The Fall 2012 issue of the North American Review includes my essay "I Am Here, in This Morning Light." It was my second publication ever in what I thought of as a "fancy" journal, which was a big deal for a sixty-year-old woman with no academic background in writing and little knowledge of literary publishing. A woman who often had a hot flash and stumbled her words whenever she managed to say out loud that she was a writer.
Afterwards, on my applications to residencies, queries for that first novel, and cover letters to other journals, having two "major" publications made it seem more than a fluke that I was publishable. I learned to take each moment of success in this literary world I was learning about and build on it to the next. In my mind that essay had done its job—on to the next. But these days I've noticed that essays have their own lives. Their stories start before any publication and continue after.
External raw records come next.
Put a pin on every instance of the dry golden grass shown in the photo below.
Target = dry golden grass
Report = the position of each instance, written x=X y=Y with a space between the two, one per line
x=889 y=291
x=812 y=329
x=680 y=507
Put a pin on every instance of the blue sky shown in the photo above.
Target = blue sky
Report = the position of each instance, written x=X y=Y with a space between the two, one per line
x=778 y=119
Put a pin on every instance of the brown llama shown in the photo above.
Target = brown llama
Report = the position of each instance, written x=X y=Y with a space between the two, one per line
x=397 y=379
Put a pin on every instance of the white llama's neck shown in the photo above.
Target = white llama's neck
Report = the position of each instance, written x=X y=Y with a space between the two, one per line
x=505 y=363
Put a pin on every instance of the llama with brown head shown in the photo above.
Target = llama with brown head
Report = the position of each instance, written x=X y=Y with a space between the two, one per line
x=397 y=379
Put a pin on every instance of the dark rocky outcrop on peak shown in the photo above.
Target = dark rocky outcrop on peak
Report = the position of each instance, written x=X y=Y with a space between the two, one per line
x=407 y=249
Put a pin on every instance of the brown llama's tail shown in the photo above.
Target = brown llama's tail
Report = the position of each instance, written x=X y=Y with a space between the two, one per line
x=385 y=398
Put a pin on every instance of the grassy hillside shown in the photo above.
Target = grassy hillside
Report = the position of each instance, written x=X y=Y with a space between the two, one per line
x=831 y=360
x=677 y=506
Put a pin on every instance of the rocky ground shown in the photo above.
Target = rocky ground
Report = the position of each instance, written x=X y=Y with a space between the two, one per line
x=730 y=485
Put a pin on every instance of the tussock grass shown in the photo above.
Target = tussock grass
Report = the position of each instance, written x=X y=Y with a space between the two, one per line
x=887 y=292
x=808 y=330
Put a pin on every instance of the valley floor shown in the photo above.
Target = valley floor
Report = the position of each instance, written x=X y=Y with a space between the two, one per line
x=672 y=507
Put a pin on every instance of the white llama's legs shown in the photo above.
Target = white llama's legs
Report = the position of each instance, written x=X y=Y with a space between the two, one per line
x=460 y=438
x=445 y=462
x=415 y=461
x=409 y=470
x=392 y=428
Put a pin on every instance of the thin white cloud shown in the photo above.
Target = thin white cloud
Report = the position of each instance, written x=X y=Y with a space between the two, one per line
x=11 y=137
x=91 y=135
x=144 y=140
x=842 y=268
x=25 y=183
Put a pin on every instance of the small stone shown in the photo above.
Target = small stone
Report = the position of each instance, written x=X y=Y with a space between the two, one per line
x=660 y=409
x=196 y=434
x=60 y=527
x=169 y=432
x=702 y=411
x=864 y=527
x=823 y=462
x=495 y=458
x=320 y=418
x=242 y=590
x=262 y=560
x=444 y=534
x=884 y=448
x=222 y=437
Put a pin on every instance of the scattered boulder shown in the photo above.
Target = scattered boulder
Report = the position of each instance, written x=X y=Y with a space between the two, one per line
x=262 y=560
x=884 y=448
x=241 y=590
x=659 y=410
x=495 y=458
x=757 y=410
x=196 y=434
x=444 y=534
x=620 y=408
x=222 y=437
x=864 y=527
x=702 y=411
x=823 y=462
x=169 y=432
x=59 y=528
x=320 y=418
"I Am Here, in This Morning Light" is, on its surface, a chronicle of the thirty-three hours before, during, and after a kayak trip. The writing of it began as a pre-trip checklist and then existed as part of the daily notes I scribbled out on yellow pads during my camping trips. A decade later I rummaged once again through the stack of creased and faded yellow pads for inspiration and this time decided there was something there to work with and the first drafts of the essay took shape. The computer folder for the essay still has eighteen drafts in it. I'm sure there were more. I got all the help I could figure out to get. For instance, sometimes established writers or journal editors offer their services as fundraisers. I'd donate and get feedback on the essay, usually helpful, sometimes not. Well, of course, even not helpful feedback is of value. At some point, maybe in draft sixteen, I figured out what the story was really about and the essay coalesced into its final shape.
I didn't know much about journals, but at a conference I asked one of the speakers, an editor of a journal, what it meant to be getting rejections that included feedback and encouragement. She said that was good. She said it meant that if I kept sending the piece out it would probably eventually be accepted. I'd found a tiered list of journals online so I started at the top and worked down. I figured if the essay was "good enough" as the editor had implied it must be, then it was all a matter of statistics. After twenty-seven rejections, the North American Review (which was one of the first places I'd sent it to) accepted my essay.
And all this time later, the story of the essay continues. It was reprinted this year in Best Women's Travel Writing, Volume 11. And it will be included as part of my memoir, A Certain Loneliness, which is due out from the University of Nebraska Press in 2018.